Look for algae. Algae growth in your pool will rapidly consume free chlorine. High temperatures, high levels of phosphates, dirty or clogged filters and low chlorine levels can promote algae growth. Scrubbing with a brush can remove algae from surfaces if they have accumulated in one place.
Daily as needed and indicated by measurement. One caveat, however: if your total alkalinity and pH are not where they should be, you will find it difficult to keep enough free chlorine in your pool water. Adjust your alkalinity first, then correct your chlorine.
So, not only is shocking a saltwater pool okay, but it's actually important to your pool's health. Shocking is the process in which you overload your pool with chlorine (3-5 times the normal amount) to improve your pool's cleanliness and kill off organic matter.
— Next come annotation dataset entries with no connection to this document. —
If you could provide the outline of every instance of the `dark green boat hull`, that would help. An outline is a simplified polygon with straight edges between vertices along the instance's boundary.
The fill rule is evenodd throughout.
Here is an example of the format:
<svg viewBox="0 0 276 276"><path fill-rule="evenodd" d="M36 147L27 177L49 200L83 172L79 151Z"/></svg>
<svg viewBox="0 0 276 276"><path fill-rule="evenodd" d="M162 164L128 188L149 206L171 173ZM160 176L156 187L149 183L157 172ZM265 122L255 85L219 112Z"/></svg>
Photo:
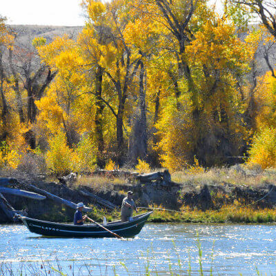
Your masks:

Your salt levels will vary depending on the type of chlorinator you have. If you're using the Water TechniX Salt water chlorinator then you should try to aim for a salt level of around 3,000 to 4,000 ppm.
Chlorine pools are more traditional and are also cheaper than most saltwater pools. However, they can be more difficult to maintain over time. Because there is no generator making chlorine, you will need to add chlorine into the pool on your own.
Strong Smell of Chlorine
A healthy, safe pool will have little to no odor. That smell comes when your pool is out of balance. The smell of chlorine arises when the chemicals are dealing with a lot organic material like sweat, urine, and bacteria in your pool.
How Often Should I Shock My Pool? Shocking your pool regularly will help to keep the water clean and free of contaminants. You should aim to shock your pool about once a week, with the additional shock after heavy use. Some tell-tale signs that your pool needs to be shocked are cloudy, foamy, green, or odourous water.
Shock Your Pool
Another method of breaking chlorine lock is shocking your pool. Bring your chlorine levels to 20ppm or three times higher than the current levels. We recommend using a non-chlorine oxidizing shock until your free and total chlorine reads the same.
You cannot overshock a swimming pool or add too much. Adding too much shock or overshocking your pool will kill off algae. The negative of adding too much shock is it will upset the chemical balance of your pool.
After Shocking Your Pool
It is safe to swim once your chlorine levels are around 5 ppm or after 24 hours.
Liquid chlorine and granular shock have the same active chemical that sanitizes your pool, what changes is the strength and the way you use it. Liquid chlorine is less costly, unstabilized and comes in liquid form. Granular shock is stabilized and comes in a solid form that dissolves in your pool.
Using liquid chlorine raises the pH of the water.
Liquid chlorine does not raise pH. When added to water, liquid chlorine (which has a pH of 13) makes HOCl (hypochlorous acid – the killing form of chlorine) and NaOH (sodium hydroxide), which raises pH.
A chlorine level of between 3-5mg/l must be maintained in your hot tub at all times. The addition of chlorine will depend upon usage and bathing habits. It could be daily or every 2-3 days (for 1mg/l add 2g per 1000 litres).